Regresso hoje ao que mais me exaspera e deprime nas conversas diárias sobre a crise. Como tenho tentado dizer nestas páginas, de várias maneiras e com insucesso garantido (ver posts anteriores), há menos verdade nas ideias que determinam decisões políticas e económicas do que muitos, nas suas vãs filosofias, gostariam de acreditar, ou de fazer-nos acreditar. “Há mais coisas entre o céu e a terra, Horácio!” Há mais de mil maneiras de fazer bacalhau, mais do que uma maneira de esfolar o gato, e até, obviamente, várias maneiras de pagar uma dívida. É a política, estúpido!

E a política, além de ser “a arte do possível, do alcançável – a arte da segunda melhor escolha” (tradução aproximada das palavras de Bismarck) é necessariamente discurso e retórica, porque as palavras são as suas armas principais. A expressão “luta política” diz quase tudo sobre a herança belicosa dos confrontos verbais mais ou menos ritualizados a que hoje praticamente se resumem os debates parlamentares e os comícios e passeatas de fim de semana para consumo televisivo.



As palavras desta “luta” são muitas vezes armas sujas e de pontaria incerta, o que significa que têm incalculáveis danos colaterais. Quase sempre ocultam mais do que revelam e os bordões a que recorrem traem uma indigência intelectual perigosa, a prevalência inquietante de atávicos simplismos, ou ambas as coisas simultaneamente. As ideias da “culpa” da dívida e da sua “expiação”, mediante certos “sacrifícios”, por exemplo, que estão implícitas ou explícitas em muitos discursos pseudo-explicativos, são noções arquetípicas que caem bem ao puritanismo calvinista e ao masoquismo católico – ou ao casamento feliz dos dois na conjuntura atual – subjacentes até nas palavras dos mais laicos pensadores, mas ensinam coisa nenhuma sobre a natureza realmente complexa dos sarilhos em que estamos metidos. Causa não é sinónimo de culpa; dívida não é sinónimo de pecado e o “sacrifício” de pessoas inocentes no fogo do inferno do desemprego e da pobreza não devia ser solução aceitável.
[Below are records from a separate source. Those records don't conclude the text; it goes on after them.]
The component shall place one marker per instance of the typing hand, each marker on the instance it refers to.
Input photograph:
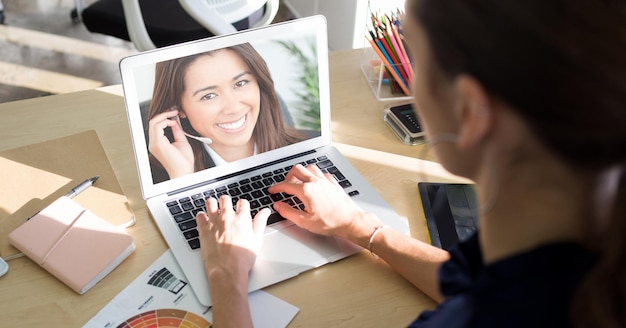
(328, 209)
(230, 240)
(176, 157)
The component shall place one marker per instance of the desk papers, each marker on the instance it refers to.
(161, 292)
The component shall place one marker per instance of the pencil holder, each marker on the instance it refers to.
(384, 82)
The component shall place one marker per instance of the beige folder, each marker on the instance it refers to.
(34, 176)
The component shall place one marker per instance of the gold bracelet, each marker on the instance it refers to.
(374, 233)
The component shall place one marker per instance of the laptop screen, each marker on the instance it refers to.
(209, 108)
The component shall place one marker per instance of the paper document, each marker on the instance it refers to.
(161, 297)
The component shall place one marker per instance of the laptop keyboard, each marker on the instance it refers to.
(254, 189)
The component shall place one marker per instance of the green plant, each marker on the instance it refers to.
(307, 113)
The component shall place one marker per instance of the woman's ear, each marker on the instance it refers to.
(475, 114)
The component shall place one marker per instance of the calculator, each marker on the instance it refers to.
(404, 123)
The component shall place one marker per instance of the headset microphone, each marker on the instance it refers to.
(206, 140)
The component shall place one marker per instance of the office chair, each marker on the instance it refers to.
(149, 24)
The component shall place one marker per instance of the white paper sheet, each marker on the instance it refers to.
(161, 297)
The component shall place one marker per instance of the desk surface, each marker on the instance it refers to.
(358, 291)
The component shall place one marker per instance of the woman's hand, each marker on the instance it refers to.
(328, 209)
(176, 157)
(230, 240)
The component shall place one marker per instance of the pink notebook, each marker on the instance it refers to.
(73, 244)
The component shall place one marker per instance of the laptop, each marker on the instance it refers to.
(296, 54)
(450, 210)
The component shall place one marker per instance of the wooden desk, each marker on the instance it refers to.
(359, 291)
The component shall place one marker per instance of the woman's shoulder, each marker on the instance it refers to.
(513, 292)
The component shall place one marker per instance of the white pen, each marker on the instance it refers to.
(81, 187)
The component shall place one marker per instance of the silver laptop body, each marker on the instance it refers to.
(287, 249)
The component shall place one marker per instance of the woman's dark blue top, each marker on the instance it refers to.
(531, 289)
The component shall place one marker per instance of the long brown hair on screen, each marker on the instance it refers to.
(562, 65)
(169, 87)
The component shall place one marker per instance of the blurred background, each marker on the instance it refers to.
(44, 50)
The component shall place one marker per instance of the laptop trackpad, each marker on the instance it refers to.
(292, 247)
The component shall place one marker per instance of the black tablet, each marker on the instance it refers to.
(450, 210)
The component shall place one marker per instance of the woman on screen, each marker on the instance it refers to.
(212, 108)
(528, 100)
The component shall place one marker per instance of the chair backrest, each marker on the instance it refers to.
(216, 16)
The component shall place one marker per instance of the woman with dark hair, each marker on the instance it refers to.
(528, 100)
(227, 98)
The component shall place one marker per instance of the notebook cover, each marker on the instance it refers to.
(35, 175)
(72, 243)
Dava jeito aos pobres portugueses que os políticos deixassem de usar metáforas mortas e se libertassem dos seus amuletos verbais; que parassem de procurar, ou fingir que procuram, culpas e culpados (tirando os óbvios criminosos), e que tratassem de encontrar explicações válidas e verdadeiras soluções. O chumbo de dispersão verbal com que mutuamente se alvejam polui o ar que respiramos e deixa atrás uma nuvem negra que leva tempo a dissipar-se e não permite discernir na linha do horizonte saída “limpa” (lavada dos pecados?) para futuro algum.

Brandindo armas que usam mal, ou usam com segundas intenções, os políticos são perigosos e deveriam ser vigiados por quem os soubesse obrigar a morder a língua e a morrer do seu próprio veneno. Os vigilantes que hoje temos não servem, porque muitos jornalistas e comentadores não sabem, ou não querem, falar língua diferente e apenas ecoam as palavras que os políticos preferem que se ouçam.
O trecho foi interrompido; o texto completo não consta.